Accident Tolerant Fuels (ATFs) are the next generation of nuclear fuels, designed to maintain their integrity when exposed to the extreme conditions present during an incident, thereby preventing release of radioactive material to the environment. Uranium nitride is a leading ATF candidate due to its high thermal conductivity high specific heat capacity and low thermal expansion that suppress overheating and swelling in the event of a loss of coolant accident (LOCA). However, a significant obstacle to adoption of UN fuels in light water reactors (LWRs) is its extremely low oxidation resistance. Corrosion of fuel exposed to high-temperature pressurised water or steam, following a breach of the fuel cladding, would lead to release of fuel debris and fission products to the coolant system. Therefore, a strategy for increasing the oxidation resistance of UN, either through coating or doping is essential.

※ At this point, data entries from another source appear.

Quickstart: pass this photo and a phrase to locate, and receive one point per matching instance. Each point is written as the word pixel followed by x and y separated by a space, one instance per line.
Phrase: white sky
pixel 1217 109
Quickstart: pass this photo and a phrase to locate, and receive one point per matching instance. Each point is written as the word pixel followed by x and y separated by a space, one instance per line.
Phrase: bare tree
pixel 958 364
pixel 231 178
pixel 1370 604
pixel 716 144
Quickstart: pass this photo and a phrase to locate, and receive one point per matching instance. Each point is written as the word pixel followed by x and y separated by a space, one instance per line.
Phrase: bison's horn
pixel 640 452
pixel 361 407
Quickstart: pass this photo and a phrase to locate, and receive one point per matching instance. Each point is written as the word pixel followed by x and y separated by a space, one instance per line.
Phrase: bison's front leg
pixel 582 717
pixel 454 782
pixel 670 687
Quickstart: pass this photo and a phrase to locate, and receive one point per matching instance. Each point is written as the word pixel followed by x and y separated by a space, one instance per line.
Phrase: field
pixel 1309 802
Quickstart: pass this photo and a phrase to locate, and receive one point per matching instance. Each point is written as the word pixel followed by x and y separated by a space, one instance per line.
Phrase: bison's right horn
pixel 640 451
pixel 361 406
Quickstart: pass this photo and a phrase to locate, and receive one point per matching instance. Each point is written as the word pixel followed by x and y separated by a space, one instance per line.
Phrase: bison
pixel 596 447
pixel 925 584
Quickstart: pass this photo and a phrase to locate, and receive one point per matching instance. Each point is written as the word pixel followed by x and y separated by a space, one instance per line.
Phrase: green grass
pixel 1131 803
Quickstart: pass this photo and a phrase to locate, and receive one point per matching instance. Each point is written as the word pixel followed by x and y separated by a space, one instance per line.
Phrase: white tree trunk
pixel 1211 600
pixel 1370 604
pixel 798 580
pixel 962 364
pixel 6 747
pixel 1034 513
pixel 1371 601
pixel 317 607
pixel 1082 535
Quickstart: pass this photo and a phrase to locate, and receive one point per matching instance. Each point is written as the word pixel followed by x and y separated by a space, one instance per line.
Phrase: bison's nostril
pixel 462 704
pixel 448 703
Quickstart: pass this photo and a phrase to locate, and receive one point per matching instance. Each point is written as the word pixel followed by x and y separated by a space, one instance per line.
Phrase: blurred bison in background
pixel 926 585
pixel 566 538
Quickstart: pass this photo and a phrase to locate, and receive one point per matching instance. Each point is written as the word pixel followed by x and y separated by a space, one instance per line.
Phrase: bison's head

The aim of this project is to develop a mechanistic understanding of the corrosion of UN under reactor conditions, enabling the establishment of doping strategies to reduce the reactivity of the fuel’s surface making it safe for operation in LWRs. The project will employ a combination of state-of-the-art quantum mechanical simulations, supported by electrochemical and Raman spectroscopic studies of UN thin films, to understand how water interacts with the surface and how the introduction of defects and dopants, such as Cr and Si, will modify the surface chemistry and whether this can inhibit oxidation.

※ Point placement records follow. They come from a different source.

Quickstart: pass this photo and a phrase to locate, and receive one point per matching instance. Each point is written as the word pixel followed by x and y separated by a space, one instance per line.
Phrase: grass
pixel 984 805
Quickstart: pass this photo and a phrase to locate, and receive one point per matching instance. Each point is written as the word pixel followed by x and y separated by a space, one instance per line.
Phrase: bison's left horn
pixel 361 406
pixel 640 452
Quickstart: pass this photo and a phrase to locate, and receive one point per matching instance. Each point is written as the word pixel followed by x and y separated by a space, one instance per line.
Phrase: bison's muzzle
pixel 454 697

Originally discounted for use in light water reactors (LWRs) due to its unacceptably high oxidation rate when exposed to high temperature water and steam, uranium nitride is currently a leading candidate for use as an accident tolerant fuel (ATF). However, before UN can be employed in LWRs it is essential to develop a strategy to reduce the oxidation rate to acceptable levels and this forms the focus of this project.

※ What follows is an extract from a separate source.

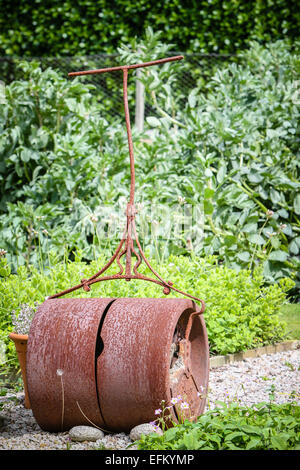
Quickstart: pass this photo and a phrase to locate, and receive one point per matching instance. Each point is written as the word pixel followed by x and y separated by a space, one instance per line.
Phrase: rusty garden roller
pixel 111 362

An attractive method of passivating the UN surface is to use an additive that is homogeneously dispersed in a solid solution with the fissile material. The additive must react preferentially with the water molecules at the surface and form a stable oxide that is insoluble in water, which can then act as an oxidation barrier. The choice of additive is further constrained as it must be able to substitutionally solve into the nitride, leaving Zr, Al, Si and Cr as the leading candidates.
An important goal in the study of corrosion processes is to determine what is the rate determining step (i.e. the slowest process). This is often the transfer of oxide and hydroxyl ions through the protective oxide or the chemical reactions occurring at the surface. The objective of this work, therefore, is to determine the rate determining step in the oxidation process of UN and how this changes due to the incorporation of additives, thereby allowing the development of a doping strategy to improve the accident tolerance of UN fuel.